Schwester Judith Wieland

Abtei vom Heiligen Kreuz Herstelle, Leiterin des Klosterladens

Es ist ein besonderer Ort. Ein Ort, der Ruhe ausstrahlt. Ein Ort, an dem man dem Himmel plötzlich näher zu sein scheint.  Hoch über der Weser im Dreiländereck Nordrhein-Westfalen, Niedersachsen und Hessen auf dem Hersteller Berg ist die hektische Welt plötzlich ganz weit weg. Und das für einen Nachmittag, für ein kurzes Gespräch, einen Gang durch den hübschen Klosterladen oder gleich für einen ganzen Urlaub. Der Aufenthalt bietet keinen Meerblick, kein Sonnen am Strand und kein Animationsprogramm. In der Benediktinerinnen-Abtei vom Heiligen Kreuz Herstelle, in dem 38 Schwestern leben, kommen Besucher zum Atem holen, Abschalten, Nachdenken und können dabei einfach den Lärm des Alltags draußen lassen.

Genau das begleitet auch Schwester Judith auf ihrem geistlichen Weg. Die 35-jährige Benediktinerin leitet seit zwei Jahren den Klosterladen der Abtei. Dort wechselt sie von der klösterlichen Stille in die Außenwelt, kommt mit vielen ins Gespräch. „Ich arbeite gern mit Menschen, mache sie mit unserem Leben vertraut“, erklärt Schwester Judith. Sie weiß, dass viele in die Klosterregion kommen, weil sie neugierig sind, Klöster eigentlich nur von Hören-Sagen oder vom Anschauen kennen. Die Faszination des Unbekannten spielt dabei eine große Rolle. „Wir bieten ja vielleicht so eine Art Gegenentwurf zur gesellschaftlichen Realität“, vermutet die Schwester. Manche Gäste suchen einen neuen Weg, weil sie sich in einer Sackgasse befinden, weil sie beruflich oder privat gestrandet sind oder auch weil sie sich für Spiritualität oder Kulturgeschichte interessieren. „Unsere Gäste haben ganz unterschiedliche Gründe, weshalb sie bei uns Zeit verbringen wollen.“ Und das Weshalb und Warum wird immer akzeptiert, der Mensch so angenommen, wie er ist.

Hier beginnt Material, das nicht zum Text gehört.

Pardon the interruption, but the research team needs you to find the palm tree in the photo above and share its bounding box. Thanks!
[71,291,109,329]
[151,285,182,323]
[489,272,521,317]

Wer länger bleiben will: Im modernen Gästehaus St. Scholastika stehen 28 komfortable Zimmer zur Verfügung. Das Kloster lädt dazu ein, die Gottesdienste mitzumachen. Die Besucher müssen aber nicht. „Wir freuen uns, dass die Menschen mit einen Teil des Lebens mit uns verbringen, wollen sie aber nicht bekehren oder gar missionieren“, betont Schwester Judith mit einem Lächeln. Denn jeder dürfe und könne so bleiben und sich so geben, wie er ist. Hemmschwellen gibt es selten, der Kontakt ist sofort herzlich.  Denn: „Wir sind ja keine Engel, die unter der Decke schweben“, stellt Schwester Judith mit strahlendem Lächeln fest. Das vielfältige Kursprogramm könne dazu beitragen, dass Menschen wieder mehr Orientierung in ihrem Leben erhalten.

Die Abtei in Herstelle steht nicht für sich allein. Dem kulturellen Erbe der Klöster lasse sich in der Region wunderbar nachspüren, wie Schwester Judith selbst immer wieder erfährt. „Klöster werden in Mittelpunkt gerückt, bekommen Aufmerksamkeit und sind Teil der Region“, freut sich Schwester Judith. Neben dem UNESCO-Weltkulturerbe Corvey – „ein wahrhaft imposanter Ort, der Geschichte atmet“ – sei neben Herstelle natürlich die ehemalige Abtei Marienmünster für die Besucher sehenswert.

Schwester Judith hält auch viel von Sport. In ihrer Freizeit wandert sie gern und schwingt sich aufs Rad. Neben dem urigen Diemel-Radweg ist der Weser-Radweg ihr persönlicher Favorit. „Ohne viel Steigungen und Anstrengung kann man an der Weser weite Strecken zurücklegen, ohne dass man es merkt und dabei so viel landschaftlich Schönes entdecken“, schwärmt die aktive Benediktinerin.

Ansonsten sollten Besucher sich der Klosterregion mit allen Sinnen öffnen. „Mit kleinen Schritten den Weg unter den Füßen spüren und erfahren, was an Überfülle vorhanden ist“, sagt Schwester Judith. Ihre Familie aus dem Fränkischen verbringt übrigens gern ihre Ferien in der Abtei Herstelle. „Für meinen Vater ist das Kulturland inzwischen der liebste Urlaubsort“.